The Cinematographer (DP)

If you’re shooting a film on a shoestring budget, you may not be able to afford a Director of Photography (DP) who knows what he/she is doing, but if you can afford it – do it! Your DP is basically your number 1 creative partner on set. At times, he/she might be your only friend, and their advice and support throughout the process are critical. Especially when you feel like you’re uncertain about a decision, or if you have visual ideas that you’d like to explore further but lack the technical know-how. A good DP will understand and share your vision. He/she will be invested in your film, and it’s extremely important that they are on your side.

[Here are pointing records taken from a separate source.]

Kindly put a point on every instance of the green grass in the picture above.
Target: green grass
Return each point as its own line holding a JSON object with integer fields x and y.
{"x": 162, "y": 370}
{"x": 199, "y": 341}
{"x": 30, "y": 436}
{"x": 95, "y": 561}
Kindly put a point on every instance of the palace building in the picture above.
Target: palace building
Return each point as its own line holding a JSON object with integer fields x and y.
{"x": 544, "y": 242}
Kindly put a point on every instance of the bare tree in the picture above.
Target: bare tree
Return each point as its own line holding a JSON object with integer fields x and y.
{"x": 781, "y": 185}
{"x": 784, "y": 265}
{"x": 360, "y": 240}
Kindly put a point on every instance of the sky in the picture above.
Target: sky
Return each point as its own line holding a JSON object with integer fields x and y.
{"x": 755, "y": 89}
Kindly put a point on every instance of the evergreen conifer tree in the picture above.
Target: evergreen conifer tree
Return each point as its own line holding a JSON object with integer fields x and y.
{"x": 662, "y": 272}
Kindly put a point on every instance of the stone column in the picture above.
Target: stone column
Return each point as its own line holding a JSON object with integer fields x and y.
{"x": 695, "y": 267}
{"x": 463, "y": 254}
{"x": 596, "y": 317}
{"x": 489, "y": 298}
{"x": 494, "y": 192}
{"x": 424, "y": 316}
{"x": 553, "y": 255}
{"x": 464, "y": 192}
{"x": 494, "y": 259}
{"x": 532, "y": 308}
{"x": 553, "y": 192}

A bad relationship with your DP can mean the end of your picture, and so a shared degree of respect for one another is consequential, to say the least. I can honestly say that my first feature film, Pickings, wouldn’t and couldn't have been made the way that it was if it weren’t for my cinematographer, Louis Obioha. I relied heavily on his experience and expertise throughout the shoot, and his know-how not only made the movie look gorgeous(which it does) but it gave me the education I needed to finally go off on my own and DP my next project.

I can't say enough good things about Louis!

If you don’t have the budget to hire a cinematographer, you should take the time needed to learn anything and everything you can about cinematography before finding yourself on set with your cast and crew (who are going to be looking at you for answers). You don’t want to run the risk of appearing as if you don’t know what you’re doing. This is the main reason why DP’ing your own short films is such a valuable asset. It gives you the tools you need to run the set as a director/DP when the time comes to shoot your feature.

Louis, far left, was someone who made my life much easier and many times was a close advisor during Pickings filming.